“So are you going to find out the sex of the baby?”
One of the hardest parts of being pregnant is the big ‘should we, shouldn’t we’ with finding out the sex of your baby. When we found out I was pregnant we didn’t want to and the shock on family’s and friend’s faces when we said we didn’t want to, woah! The shock, the horror that us as parents would go that far without finding out the sex of our child, to be set for our little family’s future together is apparently mind-boggling.
One of the first things we heard as soon as we announced that I was expecting, is the big question. I was only 11 weeks pregnant yet everyone had to ask. It seems that people have to have their say on a lot of things when you’re pregnant, a lot of things – another thing we’ve noticed a lot (I’ll explain later!)
We didn’t want to, we were surprised enough as it was that I was pregnant we wanted to stick to the big surprise and wait till he or she was born to find out. But what goes with that is a huge bundle of pressure from everyone and I’m not saying from those closest to you.
- Finding unisex clothes is hard and when you do it’s limited to a few things that don’t look very appealing
- Peer pressure, yes, your friends and family will make their voices known and your opinion apparently means nothing
- Picking out names is hard even without the constant bantering on from your friends and family
- What can you picture yourself with?
- Can you wait that long for the surprise?
It’s no one’s business apart from your own, even though your friends and family will make it their business to tell you what they think and won’t take whatever your answer is, even if it is right, as the definitive answer, because no matter what, they are right, and you’ll always be wrong (this is a pattern you’ll see as a pregnant person/couple on pretty much everything!). Stick to your guns if you don’t want to find out.
Or do what we did… We became so convinced that we were expecting a boy that we chose a boys name, only one as we knew it was a boy, looked at boys clothing, got excited about our future with the little nipper and everything in reference to the bump was he this and he that, our bump became a boy , mum agreed, so did a few others. Apparently the way my body carried my bump suggested that I was having a boy, my cravings indicated a boy, the morning sickness, this and that, he said she said and so we believed it. Until a week before. For some weird and strange reason I started having dreams, weird very real vivid dreams that told me that we were in fact expecting a girl not a boy. Every morning I would laugh at this silly dream, discuss it with my mum and say it just couldn’t be, because I felt hand on heart, that I was expecting a boy and by Jo I know my own body! After a discussion with Sam and feeling puzzled and confused, uhming and ah-ring if we should find out the sex, we decided finding out lies in how our little one positioned themselves in the second scan and if they want us to know, we’ll find out then.

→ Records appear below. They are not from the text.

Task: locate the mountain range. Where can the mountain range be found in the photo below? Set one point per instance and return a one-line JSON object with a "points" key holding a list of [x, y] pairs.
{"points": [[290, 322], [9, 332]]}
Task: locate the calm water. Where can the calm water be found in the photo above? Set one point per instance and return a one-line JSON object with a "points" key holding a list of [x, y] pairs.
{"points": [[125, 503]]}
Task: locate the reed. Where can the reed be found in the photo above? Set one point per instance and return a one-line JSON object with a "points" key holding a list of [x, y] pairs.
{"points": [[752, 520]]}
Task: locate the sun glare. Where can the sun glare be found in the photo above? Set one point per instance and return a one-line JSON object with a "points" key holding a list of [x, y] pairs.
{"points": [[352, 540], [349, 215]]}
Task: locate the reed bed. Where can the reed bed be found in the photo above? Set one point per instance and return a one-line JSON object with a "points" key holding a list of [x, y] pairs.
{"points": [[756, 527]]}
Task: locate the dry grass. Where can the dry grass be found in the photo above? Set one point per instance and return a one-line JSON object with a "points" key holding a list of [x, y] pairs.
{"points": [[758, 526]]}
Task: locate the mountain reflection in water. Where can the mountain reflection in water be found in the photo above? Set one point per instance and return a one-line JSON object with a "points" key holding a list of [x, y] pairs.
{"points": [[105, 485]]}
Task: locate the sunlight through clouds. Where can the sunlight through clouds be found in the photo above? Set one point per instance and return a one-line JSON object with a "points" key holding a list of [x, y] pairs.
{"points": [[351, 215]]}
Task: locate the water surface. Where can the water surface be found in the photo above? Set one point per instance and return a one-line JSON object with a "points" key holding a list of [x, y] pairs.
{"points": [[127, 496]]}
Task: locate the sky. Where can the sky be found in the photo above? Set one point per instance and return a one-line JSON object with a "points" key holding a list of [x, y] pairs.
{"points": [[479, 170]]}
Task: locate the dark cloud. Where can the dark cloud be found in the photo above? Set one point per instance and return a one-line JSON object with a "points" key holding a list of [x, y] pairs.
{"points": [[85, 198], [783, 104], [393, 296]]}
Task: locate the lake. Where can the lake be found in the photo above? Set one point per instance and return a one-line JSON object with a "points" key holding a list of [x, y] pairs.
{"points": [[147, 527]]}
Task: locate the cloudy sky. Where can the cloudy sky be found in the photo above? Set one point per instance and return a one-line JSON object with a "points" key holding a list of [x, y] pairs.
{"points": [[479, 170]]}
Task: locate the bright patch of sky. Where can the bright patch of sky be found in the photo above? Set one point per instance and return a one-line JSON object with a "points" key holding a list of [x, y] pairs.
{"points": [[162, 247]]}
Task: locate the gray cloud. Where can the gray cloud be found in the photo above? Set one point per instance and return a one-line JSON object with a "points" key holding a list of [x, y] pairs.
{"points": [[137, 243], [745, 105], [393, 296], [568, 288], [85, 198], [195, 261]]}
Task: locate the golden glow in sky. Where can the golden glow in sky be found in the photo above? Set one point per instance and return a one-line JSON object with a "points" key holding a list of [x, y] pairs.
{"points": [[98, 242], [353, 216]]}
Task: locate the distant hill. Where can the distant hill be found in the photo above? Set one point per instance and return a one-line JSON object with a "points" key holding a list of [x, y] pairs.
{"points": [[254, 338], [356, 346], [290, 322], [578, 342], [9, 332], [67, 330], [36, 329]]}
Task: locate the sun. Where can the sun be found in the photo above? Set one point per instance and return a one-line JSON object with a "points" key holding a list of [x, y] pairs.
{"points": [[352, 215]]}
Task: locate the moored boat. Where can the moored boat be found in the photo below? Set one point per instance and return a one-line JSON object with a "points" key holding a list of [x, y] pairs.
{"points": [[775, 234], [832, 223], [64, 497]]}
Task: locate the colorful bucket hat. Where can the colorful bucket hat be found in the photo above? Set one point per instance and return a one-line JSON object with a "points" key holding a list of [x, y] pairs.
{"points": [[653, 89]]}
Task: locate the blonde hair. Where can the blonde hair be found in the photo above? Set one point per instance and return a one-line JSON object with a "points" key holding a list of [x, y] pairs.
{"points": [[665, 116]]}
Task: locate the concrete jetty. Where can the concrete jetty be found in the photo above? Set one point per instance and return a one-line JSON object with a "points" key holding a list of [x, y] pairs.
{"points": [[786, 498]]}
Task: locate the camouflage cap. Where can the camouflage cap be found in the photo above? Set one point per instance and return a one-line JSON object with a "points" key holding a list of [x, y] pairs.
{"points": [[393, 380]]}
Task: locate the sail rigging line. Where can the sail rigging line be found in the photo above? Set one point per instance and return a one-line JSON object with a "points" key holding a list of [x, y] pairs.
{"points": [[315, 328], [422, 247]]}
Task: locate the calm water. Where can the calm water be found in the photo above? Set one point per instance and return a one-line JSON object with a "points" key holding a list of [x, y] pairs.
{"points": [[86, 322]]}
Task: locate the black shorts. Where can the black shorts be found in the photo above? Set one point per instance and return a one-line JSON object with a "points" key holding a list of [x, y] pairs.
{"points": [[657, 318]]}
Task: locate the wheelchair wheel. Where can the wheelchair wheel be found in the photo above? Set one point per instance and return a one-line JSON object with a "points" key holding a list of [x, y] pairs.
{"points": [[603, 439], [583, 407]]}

We were wrong. Laughable how we got the whole thing wrong. All the old wives tales, the signs, the feelings were all so very wrong. As I laid out on that bed, the nurse put that icky gel onto my tummy, did every measurement to ensure our little one is ok and then confirmed, it’s most definitely a girl. So we laughed. Mine was a laugh of shock and happiness. Sam’s was a laugh of shock and realisation that he’s going to have a little girl, that most probably won’t be allowed out of his sight for the rest of her life. Confirming with my four year old niece that she was right and we were wrong, was both funny and heart-warming. She is estatic and can’t wait to meet her. And I can’t wait for them to play together.